Situation… anorMalisée?

Des militaires maliens auraient pris le pouvoir à Bamako après plusieurs heures de combat, dissout les institutions et décrété un couvre-feu pour, selon eux, en finir avec le manque de moyens dans la lutte contre la rébellion touareg et les groupes islamistes dans le nord du pays.


Ce jeudi, vers 04H00, des militaires en uniforme sont apparus à la télévision nationale qu’ils occupaient depuis mercredi et annoncé avoir mis “fin au régime incompétent en place à Bamako, dissous toutes les institutions, suspendu “la constitution” et décrété un couvre-feu“.

Le porte-parole de ces soldats, le lieutenant Amadou Konaré, a affirmé qu’ils avaient agi pour faire face “à l’incapacité du régime du président Amadou Toumani Touré à gérer la crise au nord de notre pays“, en proie à une rébellion touareg et aux activités de groupes islamistes armés depuis la mi-janvier.

Le lieutenant Konaré, entouré d’une dizaine d’autres militaires, parlait au nom d’un Comité National pour le Redressement de la Démocratie et la Restauration de l’Etat (CNRDRE).

Peu après, le capitaine Amadou Sanogo, chef de la junte, a pris la parole pour annoncer qu’un couvre-feu avait été décrété, à compter de ce jeudi.

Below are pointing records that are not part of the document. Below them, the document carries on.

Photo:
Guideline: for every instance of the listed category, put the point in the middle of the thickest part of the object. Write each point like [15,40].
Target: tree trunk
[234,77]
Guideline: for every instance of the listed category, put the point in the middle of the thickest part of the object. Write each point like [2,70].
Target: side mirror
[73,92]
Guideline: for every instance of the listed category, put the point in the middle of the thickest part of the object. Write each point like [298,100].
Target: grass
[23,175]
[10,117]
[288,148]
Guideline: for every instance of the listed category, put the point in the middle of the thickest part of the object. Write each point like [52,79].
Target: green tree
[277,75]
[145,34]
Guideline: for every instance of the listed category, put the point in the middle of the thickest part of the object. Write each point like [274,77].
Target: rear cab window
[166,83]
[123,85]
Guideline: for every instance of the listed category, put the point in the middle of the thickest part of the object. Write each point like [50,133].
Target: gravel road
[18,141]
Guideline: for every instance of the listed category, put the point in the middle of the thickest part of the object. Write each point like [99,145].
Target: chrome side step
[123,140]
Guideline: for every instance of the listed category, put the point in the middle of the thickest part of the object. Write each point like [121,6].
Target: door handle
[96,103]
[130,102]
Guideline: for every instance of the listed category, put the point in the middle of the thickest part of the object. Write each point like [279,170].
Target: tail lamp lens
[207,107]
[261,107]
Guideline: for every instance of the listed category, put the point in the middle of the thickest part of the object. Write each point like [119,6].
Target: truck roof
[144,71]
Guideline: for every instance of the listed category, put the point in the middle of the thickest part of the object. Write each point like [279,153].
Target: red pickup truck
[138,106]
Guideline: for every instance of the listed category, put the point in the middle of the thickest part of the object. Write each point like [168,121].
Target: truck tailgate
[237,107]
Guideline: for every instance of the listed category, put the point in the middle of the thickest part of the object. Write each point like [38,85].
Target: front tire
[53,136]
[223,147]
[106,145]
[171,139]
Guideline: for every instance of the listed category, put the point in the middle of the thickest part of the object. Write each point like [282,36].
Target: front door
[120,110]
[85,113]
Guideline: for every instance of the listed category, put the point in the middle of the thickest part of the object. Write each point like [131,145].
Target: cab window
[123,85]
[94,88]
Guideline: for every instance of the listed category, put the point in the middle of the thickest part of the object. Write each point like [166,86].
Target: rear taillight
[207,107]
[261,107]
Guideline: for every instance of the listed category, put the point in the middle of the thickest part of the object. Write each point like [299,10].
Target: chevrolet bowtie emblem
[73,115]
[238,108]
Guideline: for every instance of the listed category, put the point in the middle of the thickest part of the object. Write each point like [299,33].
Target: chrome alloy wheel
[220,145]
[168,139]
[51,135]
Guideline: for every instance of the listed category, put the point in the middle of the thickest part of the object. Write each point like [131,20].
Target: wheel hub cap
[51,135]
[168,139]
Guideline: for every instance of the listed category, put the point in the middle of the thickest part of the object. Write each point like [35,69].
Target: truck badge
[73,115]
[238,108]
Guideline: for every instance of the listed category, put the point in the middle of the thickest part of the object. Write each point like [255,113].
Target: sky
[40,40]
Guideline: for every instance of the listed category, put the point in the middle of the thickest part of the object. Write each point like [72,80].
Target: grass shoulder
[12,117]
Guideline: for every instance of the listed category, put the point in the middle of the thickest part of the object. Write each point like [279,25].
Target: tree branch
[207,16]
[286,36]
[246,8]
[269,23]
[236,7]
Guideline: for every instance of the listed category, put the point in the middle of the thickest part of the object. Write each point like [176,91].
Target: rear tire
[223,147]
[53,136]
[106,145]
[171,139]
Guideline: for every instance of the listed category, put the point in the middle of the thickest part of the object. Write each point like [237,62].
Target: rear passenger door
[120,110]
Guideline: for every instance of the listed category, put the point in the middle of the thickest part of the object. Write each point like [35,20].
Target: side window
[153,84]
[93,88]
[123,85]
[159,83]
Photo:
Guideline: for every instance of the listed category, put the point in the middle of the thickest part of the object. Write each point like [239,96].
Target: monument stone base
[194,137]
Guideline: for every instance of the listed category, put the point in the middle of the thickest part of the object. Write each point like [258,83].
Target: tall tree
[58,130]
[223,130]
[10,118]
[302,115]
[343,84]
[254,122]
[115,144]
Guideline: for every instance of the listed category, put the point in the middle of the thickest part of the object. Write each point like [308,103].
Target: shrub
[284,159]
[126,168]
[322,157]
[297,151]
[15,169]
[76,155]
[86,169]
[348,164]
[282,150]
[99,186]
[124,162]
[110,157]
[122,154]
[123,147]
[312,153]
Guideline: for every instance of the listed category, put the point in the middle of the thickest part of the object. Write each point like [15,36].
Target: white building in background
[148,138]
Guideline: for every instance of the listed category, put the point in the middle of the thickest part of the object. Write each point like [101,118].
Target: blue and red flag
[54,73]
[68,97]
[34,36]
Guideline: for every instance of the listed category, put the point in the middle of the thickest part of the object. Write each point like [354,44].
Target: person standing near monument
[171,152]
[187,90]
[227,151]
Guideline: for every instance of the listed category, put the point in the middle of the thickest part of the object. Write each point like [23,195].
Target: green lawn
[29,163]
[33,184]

Le lieutenant Konaré a également justifié le coup d’Etat par le “manque de matériel adéquat pour la défense du territoire national mis à la disposition de l’armée pour lutter contre la rébellion et les groupes armés dans le nord, et “l’incapacité du pouvoir à lutter contre le terrorisme“.

La junte a “pris l’engagement solennel de restaurer le pouvoir” civil et de mettre en place un gouvernement d’union nationale.

Nous contrôlons le palais présidentiel“, avait auparavant annoncé un soldat mutin, un autre affirmant que plusieurs personnalités du régime du président Touré, dont le ministre des Affaires étrangères, Soumeylou Boubèye Maïga, et celui de l’Administration du territoire, Kafougouna Koné, avaient été arrêtées.

Une source indépendante a affirmé que le président Touré “et ses hommes ne sont plus au palais“, sans préciser où ils se trouvent.

Le coup d’Etat met un terme au processus électoral, dont une présidentielle dont le premier tour était prévu le 29 avril.